Султану показалось, что Маликул шараб на какой-то миг пришел в замешательство. Но оправился «дервиш», заговорил опять о правде и справедливости, а потом по-шутовски заявил, что он только заботился, чтоб «благодетель зря не истратил своих сокровищ и богатств».
Раскосые глаза султана вспыхнули от насмешки:
— Довольно! Не сыпь яду, нечестивец!.. Да, я ставил на колени перед собой города и народы — и делал это во имя истинной веры. Если я богат и от войн становлюсь все богаче, — значит, богаче и краше становится моя страна!.. Да, нет совести у людей! Нет и правды, о которой ты печешься. Все только и болтают: резня, погромы, убитые — вот счет султану Махмуду. Но кто сделал Газну лучшей из столиц мира? Кто возвел такие дворцы, как «Невеста неба», такие крепости, как Кушки давлат и Кушки магчмур, такие сады, подобные раю, как сад Феруз?
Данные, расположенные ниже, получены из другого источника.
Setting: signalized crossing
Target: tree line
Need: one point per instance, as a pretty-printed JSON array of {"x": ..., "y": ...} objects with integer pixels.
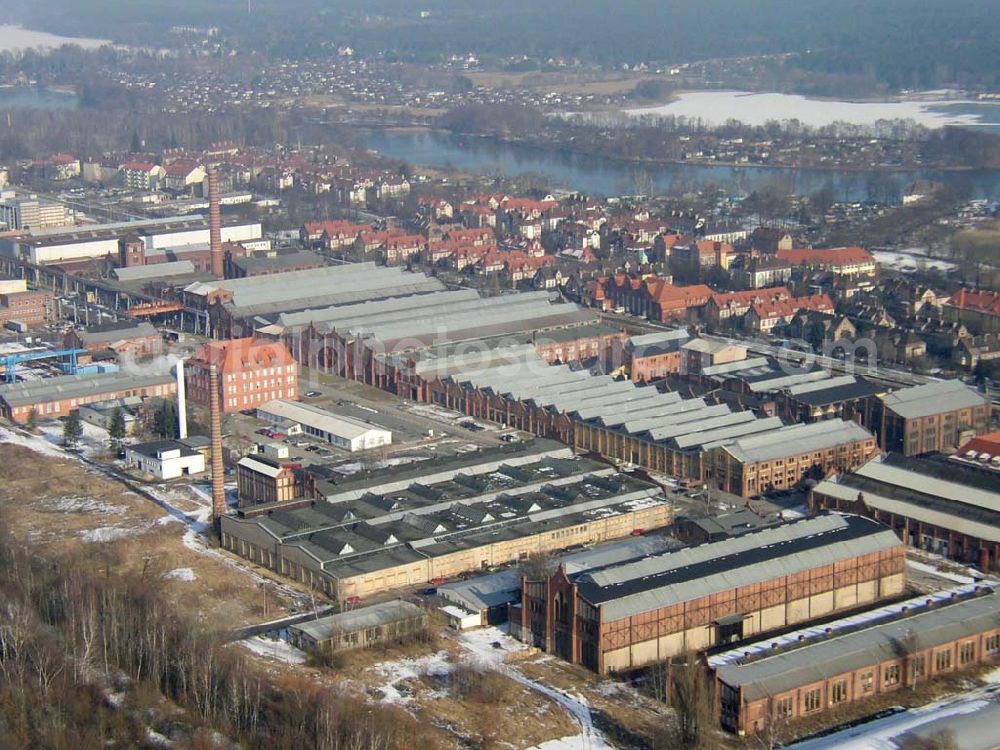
[{"x": 77, "y": 631}]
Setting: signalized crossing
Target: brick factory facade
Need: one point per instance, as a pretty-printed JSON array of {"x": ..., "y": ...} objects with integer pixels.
[
  {"x": 644, "y": 611},
  {"x": 251, "y": 372},
  {"x": 899, "y": 647}
]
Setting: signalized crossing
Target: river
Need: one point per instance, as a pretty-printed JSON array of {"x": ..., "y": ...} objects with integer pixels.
[
  {"x": 20, "y": 97},
  {"x": 600, "y": 176},
  {"x": 17, "y": 39}
]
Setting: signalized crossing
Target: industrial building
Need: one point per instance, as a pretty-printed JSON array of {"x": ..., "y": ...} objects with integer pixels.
[
  {"x": 492, "y": 596},
  {"x": 69, "y": 244},
  {"x": 932, "y": 502},
  {"x": 781, "y": 459},
  {"x": 251, "y": 372},
  {"x": 635, "y": 613},
  {"x": 641, "y": 426},
  {"x": 344, "y": 432},
  {"x": 824, "y": 668},
  {"x": 363, "y": 627},
  {"x": 30, "y": 212},
  {"x": 237, "y": 306},
  {"x": 938, "y": 416},
  {"x": 444, "y": 517},
  {"x": 261, "y": 479},
  {"x": 57, "y": 397},
  {"x": 138, "y": 338},
  {"x": 165, "y": 459},
  {"x": 384, "y": 342},
  {"x": 27, "y": 307}
]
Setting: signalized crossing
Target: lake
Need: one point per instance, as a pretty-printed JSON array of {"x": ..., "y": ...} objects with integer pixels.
[
  {"x": 600, "y": 176},
  {"x": 23, "y": 97},
  {"x": 16, "y": 38},
  {"x": 716, "y": 107}
]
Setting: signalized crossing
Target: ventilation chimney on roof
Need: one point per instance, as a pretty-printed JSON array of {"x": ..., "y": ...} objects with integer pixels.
[
  {"x": 215, "y": 225},
  {"x": 218, "y": 470}
]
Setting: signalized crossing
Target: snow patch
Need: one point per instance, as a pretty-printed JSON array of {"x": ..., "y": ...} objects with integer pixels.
[
  {"x": 109, "y": 533},
  {"x": 925, "y": 568},
  {"x": 396, "y": 672},
  {"x": 278, "y": 649},
  {"x": 71, "y": 504},
  {"x": 181, "y": 574}
]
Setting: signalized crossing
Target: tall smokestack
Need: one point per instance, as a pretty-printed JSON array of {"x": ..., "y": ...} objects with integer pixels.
[
  {"x": 181, "y": 402},
  {"x": 215, "y": 225},
  {"x": 218, "y": 477}
]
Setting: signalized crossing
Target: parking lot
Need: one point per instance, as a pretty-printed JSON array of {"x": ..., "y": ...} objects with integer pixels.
[{"x": 419, "y": 431}]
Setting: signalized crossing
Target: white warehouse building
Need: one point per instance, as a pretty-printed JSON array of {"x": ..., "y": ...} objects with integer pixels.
[
  {"x": 165, "y": 459},
  {"x": 344, "y": 432}
]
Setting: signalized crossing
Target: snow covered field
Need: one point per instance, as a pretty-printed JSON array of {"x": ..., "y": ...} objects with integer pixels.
[
  {"x": 973, "y": 716},
  {"x": 911, "y": 262},
  {"x": 274, "y": 648},
  {"x": 716, "y": 107}
]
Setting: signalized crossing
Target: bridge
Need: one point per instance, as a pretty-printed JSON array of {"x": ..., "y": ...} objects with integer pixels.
[{"x": 11, "y": 361}]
— Для кого же эти дворцы и сады? — не сдавался Маликул шараб. — Для простолюдинов, для бедняков, благодетель? Может быть, для Бобо Хурмо? Посмотрите-ка вон туда, повелитель.
И султан посмотрел туда, куда указывала рука Маликула шараба: под красивым вязом уселись в кружок музыканты, а посреди них, кривляясь, плясал какой-то бедняк в пестром халате.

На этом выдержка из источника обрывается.